The problem with full factorial designs is that the number of groups increases rapidly with the number of factors and their levels. Table 2 shows the situation for two-level factors. The problem is worse for factors with more levels; even for 3 factors at 5 levels, there are 5 x 5 x 5 = 125 groups. Full factorial designs are geared towards estimating the main effects and all higher order interactions. However, in many experiments, only a small proportion of the factors are likely to be active. Also, most of the higher-order interactions will be negligible and are not of primary interest in the screening stage. As noted in the literature 2, “… there tends to be a redundancy in [full factorial designs] – redundancy in terms of an excess number of interactions that can be estimated and sometimes in an excess number of [components] that are studied.” Fractional factorial designs exploit this redundancy to study the effects of several factors economically.

Table 2.

Number of groups in a two-level full factorial design as the number of factors increase

Number of factors Number of Groups
2 4
3 8
4 16
5 32
6 64
8 256
10 1,024
15 32,768

Fractional experiments have been used in the behavior intervention literature 12, 13. Some of them are fractional designs in the loose sense of the word: any subset of a full factorial design. They do not have elegant structure and statistical properties associated with the fractional factorial designs discussed in this article.

4. Fractional Factorial Designs: Half-fraction

Suppose we want to study all 5 factors A, B, C, D, and E in the Guide to Decide project using an FFD with 16 groups. If the fourth-order interaction ABCD is negligible, we can vary the fifth factor E according to the ABCD column in Table 1. This results in aliasing the two effects, i.e., the effect of E cannot be separated from that of ABCD, or E = ABCD. (The notation U = V means that two effects U and V are aliased.) If our assumption about the ABCD interaction is valid, then any significant effect associated with this column should be attributed to the main effect of factor E.
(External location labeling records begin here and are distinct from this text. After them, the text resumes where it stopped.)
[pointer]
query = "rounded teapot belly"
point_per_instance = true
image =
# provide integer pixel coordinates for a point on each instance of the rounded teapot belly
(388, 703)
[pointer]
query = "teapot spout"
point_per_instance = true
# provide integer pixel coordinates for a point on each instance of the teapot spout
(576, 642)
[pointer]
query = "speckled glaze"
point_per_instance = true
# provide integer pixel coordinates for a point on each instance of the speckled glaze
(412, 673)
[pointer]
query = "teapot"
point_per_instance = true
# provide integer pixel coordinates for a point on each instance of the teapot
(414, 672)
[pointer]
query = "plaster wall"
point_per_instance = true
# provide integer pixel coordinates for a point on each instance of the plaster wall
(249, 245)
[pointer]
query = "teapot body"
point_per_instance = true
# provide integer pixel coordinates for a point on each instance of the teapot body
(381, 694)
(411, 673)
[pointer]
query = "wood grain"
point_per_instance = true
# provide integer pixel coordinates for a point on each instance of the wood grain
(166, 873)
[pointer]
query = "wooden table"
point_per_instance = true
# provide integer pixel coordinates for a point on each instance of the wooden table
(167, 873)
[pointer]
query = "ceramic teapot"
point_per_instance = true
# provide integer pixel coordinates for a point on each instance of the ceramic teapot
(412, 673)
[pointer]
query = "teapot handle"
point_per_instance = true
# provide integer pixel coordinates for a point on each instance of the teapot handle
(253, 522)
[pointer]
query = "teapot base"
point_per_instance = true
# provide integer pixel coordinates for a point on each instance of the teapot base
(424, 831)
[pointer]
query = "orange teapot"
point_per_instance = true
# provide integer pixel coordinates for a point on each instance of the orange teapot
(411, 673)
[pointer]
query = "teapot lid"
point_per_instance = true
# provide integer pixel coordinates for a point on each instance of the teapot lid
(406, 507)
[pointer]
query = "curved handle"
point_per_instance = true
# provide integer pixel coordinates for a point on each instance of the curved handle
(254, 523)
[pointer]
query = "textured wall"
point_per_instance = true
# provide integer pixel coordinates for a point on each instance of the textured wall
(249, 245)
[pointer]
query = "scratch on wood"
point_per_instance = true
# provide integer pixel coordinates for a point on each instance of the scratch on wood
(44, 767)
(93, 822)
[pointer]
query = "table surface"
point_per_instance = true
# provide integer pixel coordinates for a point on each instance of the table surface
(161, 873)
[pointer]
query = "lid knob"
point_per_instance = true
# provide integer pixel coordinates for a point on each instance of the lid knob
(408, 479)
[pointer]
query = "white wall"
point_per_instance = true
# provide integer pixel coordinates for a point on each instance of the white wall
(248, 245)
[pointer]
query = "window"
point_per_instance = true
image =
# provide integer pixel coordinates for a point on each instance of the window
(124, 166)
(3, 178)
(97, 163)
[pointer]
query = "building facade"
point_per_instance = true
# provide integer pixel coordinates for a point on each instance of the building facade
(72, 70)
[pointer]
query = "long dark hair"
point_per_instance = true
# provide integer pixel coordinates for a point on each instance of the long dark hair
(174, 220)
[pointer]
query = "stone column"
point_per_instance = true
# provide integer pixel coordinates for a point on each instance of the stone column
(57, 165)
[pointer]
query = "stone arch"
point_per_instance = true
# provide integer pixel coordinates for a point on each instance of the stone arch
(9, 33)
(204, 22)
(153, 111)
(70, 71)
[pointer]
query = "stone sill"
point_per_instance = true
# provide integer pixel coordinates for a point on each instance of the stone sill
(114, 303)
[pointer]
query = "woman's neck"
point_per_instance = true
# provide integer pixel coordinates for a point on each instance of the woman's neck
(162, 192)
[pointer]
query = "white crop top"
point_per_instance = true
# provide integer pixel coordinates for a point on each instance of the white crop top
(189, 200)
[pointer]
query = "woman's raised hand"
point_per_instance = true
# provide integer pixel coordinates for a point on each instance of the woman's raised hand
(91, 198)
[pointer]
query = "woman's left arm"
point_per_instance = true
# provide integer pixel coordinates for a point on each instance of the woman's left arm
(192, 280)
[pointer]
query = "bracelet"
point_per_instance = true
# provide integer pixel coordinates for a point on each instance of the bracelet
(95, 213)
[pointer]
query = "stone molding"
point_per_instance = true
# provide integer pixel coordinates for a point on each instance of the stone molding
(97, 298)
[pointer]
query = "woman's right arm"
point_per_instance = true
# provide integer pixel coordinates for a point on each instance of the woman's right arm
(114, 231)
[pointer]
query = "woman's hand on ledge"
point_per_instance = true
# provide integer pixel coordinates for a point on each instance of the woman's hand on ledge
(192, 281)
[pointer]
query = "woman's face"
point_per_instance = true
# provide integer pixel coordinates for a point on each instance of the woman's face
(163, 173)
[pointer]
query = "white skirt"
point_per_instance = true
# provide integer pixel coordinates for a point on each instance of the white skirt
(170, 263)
There are additional consequences from the aliasing. The relationship E = ABCD implies that

A = BCDE, B = ACDE, C = ABDE, and D = ABCE,

or each main effect is aliased with a fourth-order interaction. In addition,

AB = CDE,
AC = BDE,
AD = BCE,
AE = BCD,
BC = ADE,
BD = ACE,
BE = ACD,
CD = ABE,
CE = ABD,
and DE = ABC.

That is, two-factor interactions are all aliased with three-factor interactions, and we can estimate the two-factor interactions only if we know that the three-factor interactions are negligible. This is reasonable in many situations. If so, we can use the 16-group design to study 5 factors simultaneously. This FFD is a half-fraction of a 25 full factorial. It has the attractive property that all the main effects are aliased with four or higher-order interactions and all the two-way interactions are aliased with three or higher-order interactions. So we can estimate all the main effects and second-order interactions provided all third and higher-order interactions are negligible.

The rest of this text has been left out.